Wierzycie w syreny? Zaginiony ląd, spoczywający na dnie Oceanu? Dziewczynę, której łzy zatopiły cały kontynent? Łza wprowadzi Was w błogą niepewność, wystawiając na próbę Wasze wcześniejsze przekonania. Sprawi, że to, co do tej pory było nierealne, stanie się całkiem prawdopodobne. Ta książka poruszy Waszą wyobraźnię do granic możliwości. I właśnie tego oczekuję po dobrej pozycji fantasy.
Historia niezwykle oryginalna, tajemnicza, trzymająca w niepewności do ostatnich stron. Na brak akcji nie możemy narzekać, bo chociaż momentami opisy są zbyt długie i monotonne, autorka z każdym kolejnym rozdziałem, stopniowo dawkuje nam nowe informacje, pogłębiając tylko naszą ciekawość i zainteresowanie. Genialna taktyka.
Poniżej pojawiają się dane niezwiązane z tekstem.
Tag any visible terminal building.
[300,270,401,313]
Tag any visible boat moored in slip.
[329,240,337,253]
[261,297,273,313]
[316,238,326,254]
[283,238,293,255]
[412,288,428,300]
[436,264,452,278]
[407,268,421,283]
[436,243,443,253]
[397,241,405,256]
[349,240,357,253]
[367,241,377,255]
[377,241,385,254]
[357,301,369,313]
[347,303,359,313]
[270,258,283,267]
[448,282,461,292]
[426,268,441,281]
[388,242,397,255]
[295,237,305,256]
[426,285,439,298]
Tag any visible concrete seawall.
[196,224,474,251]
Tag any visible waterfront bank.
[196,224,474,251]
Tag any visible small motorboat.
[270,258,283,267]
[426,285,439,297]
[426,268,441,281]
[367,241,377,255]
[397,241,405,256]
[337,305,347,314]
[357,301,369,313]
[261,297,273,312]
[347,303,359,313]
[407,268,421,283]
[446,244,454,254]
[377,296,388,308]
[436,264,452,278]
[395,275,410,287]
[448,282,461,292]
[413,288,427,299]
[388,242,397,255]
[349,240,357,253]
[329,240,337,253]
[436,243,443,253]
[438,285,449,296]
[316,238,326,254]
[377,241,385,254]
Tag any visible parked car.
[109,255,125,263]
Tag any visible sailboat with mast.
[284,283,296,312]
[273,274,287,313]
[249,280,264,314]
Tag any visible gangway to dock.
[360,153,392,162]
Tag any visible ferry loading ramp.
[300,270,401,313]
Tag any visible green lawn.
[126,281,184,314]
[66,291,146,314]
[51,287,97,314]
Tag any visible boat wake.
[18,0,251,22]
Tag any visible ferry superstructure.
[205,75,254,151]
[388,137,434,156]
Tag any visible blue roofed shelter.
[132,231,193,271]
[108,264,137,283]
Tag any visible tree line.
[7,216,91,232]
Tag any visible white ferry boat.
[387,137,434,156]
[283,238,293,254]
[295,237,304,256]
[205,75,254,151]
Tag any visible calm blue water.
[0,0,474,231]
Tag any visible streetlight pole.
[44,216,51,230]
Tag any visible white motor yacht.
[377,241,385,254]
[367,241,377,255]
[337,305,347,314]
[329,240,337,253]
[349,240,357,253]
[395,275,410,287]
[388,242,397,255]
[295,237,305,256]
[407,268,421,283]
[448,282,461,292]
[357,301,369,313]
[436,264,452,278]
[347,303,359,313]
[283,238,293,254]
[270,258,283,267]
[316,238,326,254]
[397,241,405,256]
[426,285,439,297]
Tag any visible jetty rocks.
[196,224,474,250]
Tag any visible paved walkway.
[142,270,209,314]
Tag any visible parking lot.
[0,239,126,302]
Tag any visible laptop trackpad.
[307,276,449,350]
Możemy zauważyć kilka popularnych schematów, które  przewijają  się
w większości młodzieżówek, jak "zła macocha", czy "przyjaciel od kołyski, który zdaje sobie sprawę ze swoich uczuć dopiero wtedy, kiedy pojawia się inny chłopak"- w innym przypadku byłoby to irytujące, ale w porównaniu do tak nietuzinkowej fabuły - są to wątki, które można zupełnie zignorować.

,,Ostatnią rzeczą, jakiej spodziewamy się po innych, 
jest ostatnia rzecz, którą robią, zanim nauczymy się im nie ufać''.
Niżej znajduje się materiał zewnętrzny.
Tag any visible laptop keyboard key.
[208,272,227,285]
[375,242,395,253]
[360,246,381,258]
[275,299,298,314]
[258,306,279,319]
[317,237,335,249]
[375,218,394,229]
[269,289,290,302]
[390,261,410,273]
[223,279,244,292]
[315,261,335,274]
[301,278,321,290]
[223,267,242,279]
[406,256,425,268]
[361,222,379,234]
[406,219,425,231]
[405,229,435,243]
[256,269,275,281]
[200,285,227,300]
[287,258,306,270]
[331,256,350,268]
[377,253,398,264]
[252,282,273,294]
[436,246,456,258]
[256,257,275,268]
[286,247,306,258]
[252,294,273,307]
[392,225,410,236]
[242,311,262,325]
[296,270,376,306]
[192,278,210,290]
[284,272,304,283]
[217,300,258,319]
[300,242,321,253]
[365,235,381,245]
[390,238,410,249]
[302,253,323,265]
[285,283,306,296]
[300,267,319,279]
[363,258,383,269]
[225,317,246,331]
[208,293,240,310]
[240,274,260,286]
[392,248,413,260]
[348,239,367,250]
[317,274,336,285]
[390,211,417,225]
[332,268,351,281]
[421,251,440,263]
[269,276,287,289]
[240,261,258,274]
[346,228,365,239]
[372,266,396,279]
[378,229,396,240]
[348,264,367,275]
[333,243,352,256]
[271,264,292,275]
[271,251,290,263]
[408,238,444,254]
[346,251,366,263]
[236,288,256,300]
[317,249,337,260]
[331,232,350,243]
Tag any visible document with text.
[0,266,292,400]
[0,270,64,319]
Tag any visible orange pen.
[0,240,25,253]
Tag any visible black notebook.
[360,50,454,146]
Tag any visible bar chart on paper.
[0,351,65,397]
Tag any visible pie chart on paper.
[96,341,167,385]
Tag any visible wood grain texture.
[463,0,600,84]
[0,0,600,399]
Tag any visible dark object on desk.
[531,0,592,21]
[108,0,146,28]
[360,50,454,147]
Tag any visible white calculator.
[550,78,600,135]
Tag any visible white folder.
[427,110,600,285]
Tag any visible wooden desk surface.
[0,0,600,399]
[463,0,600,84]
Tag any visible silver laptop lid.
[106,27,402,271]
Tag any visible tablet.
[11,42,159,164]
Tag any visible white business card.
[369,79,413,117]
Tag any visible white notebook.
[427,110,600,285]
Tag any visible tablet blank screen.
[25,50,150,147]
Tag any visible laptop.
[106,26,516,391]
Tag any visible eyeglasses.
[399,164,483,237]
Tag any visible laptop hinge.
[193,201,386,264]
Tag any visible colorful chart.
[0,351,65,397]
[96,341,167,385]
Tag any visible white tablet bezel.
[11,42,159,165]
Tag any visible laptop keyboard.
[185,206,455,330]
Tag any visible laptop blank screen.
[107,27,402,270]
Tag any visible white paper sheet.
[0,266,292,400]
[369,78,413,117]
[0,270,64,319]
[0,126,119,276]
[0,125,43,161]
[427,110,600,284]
Postać Eureki to duży plus dla powieści. Dobrze wykreowana, lecz przede wszystkim prawdziwa, a nie przerysowana i wyidealizowana. Jest jedną
z niewielu bohaterów, których decyzje i postępowania idealnie wpasowały się w mój tok myślenia. Choć rozchwiana emocjonalnie, potrafiła zachować zimną krew w sytuacjach, które tego wymagały. Nie jest typową postacią literacką, której pojawienie się w normalnym świecie byłoby, krótko mówiąc, nierealne. Eureka jest rzeczywista.

Co do pozostałych, mam mieszane uczucia. Cat, przyjaciółka Eureki, przez większość rozdziałów była nie do zniesienia, a w końcówce miło mnie zaskoczyła. W rezultacie była całkiem w porządku, choć w porównaniu do głównej bohaterki, jest bardziej przekoloryzowana.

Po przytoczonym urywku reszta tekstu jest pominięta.